Umbilical cord blood: an expandable resource

Cord blood banks have been established as an alternative source of hematopoietic reconstituting cells for allogeneic transplantation. More than 1,000 cord blood (CB) transplants have been performed from related or unrelated donors, with little or no resulting graft-versus-host disease, even in cases with 1 or 2 HLA-antigen mismatches (1). The major limitation to the widespread use of this stem cell source is the low number of cells obtained, which restricts its use in adults. Typically, CB recipients receive 10-fold fewer CD34⁺ cells and progenitors than do recipients of marrow or G-CSF–mobilized peripheral blood stem cells. In individuals 60 to 70 kg. the recovery of neutrophils and, particularly, platelets, is consequently delayed, and grafts fail in 16% of cases. These data provide a rationale for expanding CB progenitor cells ex vivo. Cord blood expansion studies began 7 years ago, using combinations of ILs (IL-3, IL-1, IL-6) and CSFs (G-CSF, GM-CSF) (2). Subsequent studies used c-kit ligand (KL, variously termed steel factor or stem cell factor), Flk2Flt3 ligand (FL)m and thrombopoietin (Tpo) (3–8). These ligands seemed particularly effective in expanding cells with stem cell potential as detected in assays for long-term (5–8 weeks) culture-initiating cells (LTC-ICs) or “cobblestone” area-forming cells (CAFCs) (3, 6, 8). Dramatic long-term expansion of CB progenitors and LTC-ICs has been reported by Piacibello et al (6, 7), with a combination of FL, Tpo, KL, and IL-6 producing a 100-million–fold expansion of progenitors and a 270,000-fold expansion of LTC-ICs over 7 months.

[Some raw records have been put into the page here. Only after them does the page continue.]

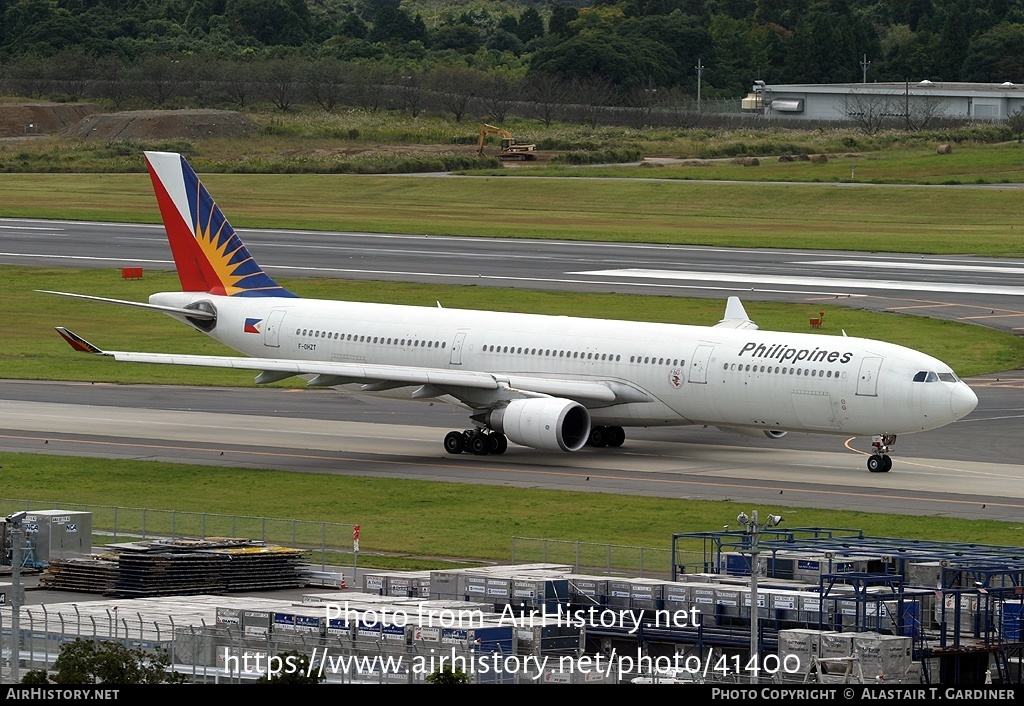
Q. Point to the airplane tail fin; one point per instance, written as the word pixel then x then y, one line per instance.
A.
pixel 208 254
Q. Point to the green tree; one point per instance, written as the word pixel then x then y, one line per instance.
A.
pixel 996 55
pixel 85 661
pixel 530 26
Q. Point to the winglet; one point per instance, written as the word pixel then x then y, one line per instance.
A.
pixel 735 316
pixel 78 342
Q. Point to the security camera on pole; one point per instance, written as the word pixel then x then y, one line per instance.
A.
pixel 754 532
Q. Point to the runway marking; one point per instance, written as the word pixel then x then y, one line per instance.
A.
pixel 992 316
pixel 82 257
pixel 909 264
pixel 822 282
pixel 726 484
pixel 30 227
pixel 929 305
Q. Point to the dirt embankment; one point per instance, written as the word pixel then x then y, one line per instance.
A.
pixel 22 120
pixel 189 124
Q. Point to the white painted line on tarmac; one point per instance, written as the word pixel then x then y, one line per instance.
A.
pixel 821 282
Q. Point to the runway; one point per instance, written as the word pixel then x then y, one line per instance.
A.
pixel 988 291
pixel 969 469
pixel 957 471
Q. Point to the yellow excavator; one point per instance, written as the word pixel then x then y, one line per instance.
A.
pixel 511 151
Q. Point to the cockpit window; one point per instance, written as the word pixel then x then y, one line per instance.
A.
pixel 929 376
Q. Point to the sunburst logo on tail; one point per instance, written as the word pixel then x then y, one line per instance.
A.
pixel 208 253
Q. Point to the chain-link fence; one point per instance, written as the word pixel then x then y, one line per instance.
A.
pixel 233 654
pixel 329 543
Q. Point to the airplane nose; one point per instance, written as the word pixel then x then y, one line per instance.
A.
pixel 963 400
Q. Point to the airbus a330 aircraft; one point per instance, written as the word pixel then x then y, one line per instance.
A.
pixel 541 381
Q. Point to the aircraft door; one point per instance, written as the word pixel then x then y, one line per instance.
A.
pixel 698 366
pixel 867 381
pixel 460 338
pixel 271 334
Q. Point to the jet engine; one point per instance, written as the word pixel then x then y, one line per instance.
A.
pixel 549 423
pixel 757 433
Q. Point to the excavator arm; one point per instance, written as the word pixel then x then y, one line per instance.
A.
pixel 491 130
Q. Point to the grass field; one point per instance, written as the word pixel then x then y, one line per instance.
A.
pixel 863 217
pixel 425 518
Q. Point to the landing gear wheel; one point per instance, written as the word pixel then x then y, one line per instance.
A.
pixel 617 437
pixel 479 445
pixel 498 443
pixel 455 443
pixel 598 437
pixel 880 463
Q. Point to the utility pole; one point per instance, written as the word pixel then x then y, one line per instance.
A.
pixel 754 529
pixel 16 538
pixel 699 68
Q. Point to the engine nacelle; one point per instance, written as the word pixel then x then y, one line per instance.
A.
pixel 757 433
pixel 549 423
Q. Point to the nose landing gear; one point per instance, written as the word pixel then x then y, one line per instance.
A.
pixel 879 461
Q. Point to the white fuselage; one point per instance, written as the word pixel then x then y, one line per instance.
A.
pixel 718 376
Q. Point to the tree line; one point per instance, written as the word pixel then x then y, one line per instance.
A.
pixel 627 45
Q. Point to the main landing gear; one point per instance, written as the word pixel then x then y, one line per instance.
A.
pixel 606 435
pixel 879 461
pixel 477 442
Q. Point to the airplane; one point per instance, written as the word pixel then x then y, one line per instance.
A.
pixel 546 382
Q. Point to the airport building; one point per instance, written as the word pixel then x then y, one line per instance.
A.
pixel 896 101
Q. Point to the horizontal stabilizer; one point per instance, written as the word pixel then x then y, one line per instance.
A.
pixel 78 342
pixel 190 313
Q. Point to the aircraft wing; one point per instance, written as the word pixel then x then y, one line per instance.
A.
pixel 432 381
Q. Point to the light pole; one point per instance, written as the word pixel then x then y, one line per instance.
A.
pixel 754 529
pixel 699 69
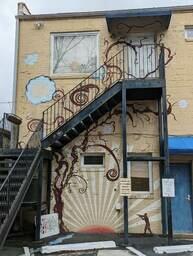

The utility of existing assays for predicting human long-term engraftment potential of human stem cells is a matter of ongoing debate. Repopulation assays, in which human hematopoietic cells are injected intravenously into severe combined immunodeficient and nonobese diabetic (NOD/SCID) mice, have been used to follow up the expansion of hematopoietic populations that had been cultured ex vivo from cord blood (4, 7). Such assays have revealed a discrepancy between stem cell content as predicted by the in vitro surrogate assays (LTC-IC, CAFC), and in vivo repopulating ability (9). In vitro assays can measure pluripotent cells with extensive self-renewal capacity, but they do not measure the additional properties of stem cells that contribute to their efficient homing to the bone marrow. Two such features have recently been revealed: the cell’s ability to detect and respond to a chemokine gradient (8, 10), and its upregulation of cytoadhesion molecules that allow it to be trapped by the endothelium of the marrow sinusoids (11). Human CAFC, LTC-IC and NOD/SCID repopulating cells chemotax across membranes or endothelial barriers within 3 hours, in response to a marrow stroma-derived chemokine. Signaling by this stromal cell–derived factor-1 (SDF-1) through the CXCR4 receptor (8, 10) may be impaired after ex vivo expansion of CB, particularly with cytokine combinations that include IL-3 (8). IL-6 enhanced CXCR4 expression on CD34⁺ cells (10), and the 70-fold expansion of NOD/SCID repopulating cells reported after 9–10 weeks of culture of CB with IL-6 in combination with Tpo, FL, and KL, may in part be due to upregulation of CXCR4 (7). Conversely, the impaired NOD/SCID engraftment associated with the addition of IL-3 may be due in part to downregulation of the receptor.

A recent report in JCI revealed an important link between expression of CXCR4 and ability of CD34⁺ cells to undergo integrin-mediated arrest on vascular endothelium (11). SDF-1, expressed on bone marrow endothelium, increased the adhesiveness of the integrins VLA-4 and LFA-1 to their respective endothelial ligands, VCAM-1 and ICAM-1, and this response was required to convert the loose, rolling adhesion of CD34⁺ progenitors under shear flow into firm adhesion. Thus, impaired CXCR4 signaling or expression on cultured stem cells would be expected to reduce marrow engraftment by blunting the chemotactic response and the subsequent integrin-mediated arrest of stem cells in marrow sinusoids.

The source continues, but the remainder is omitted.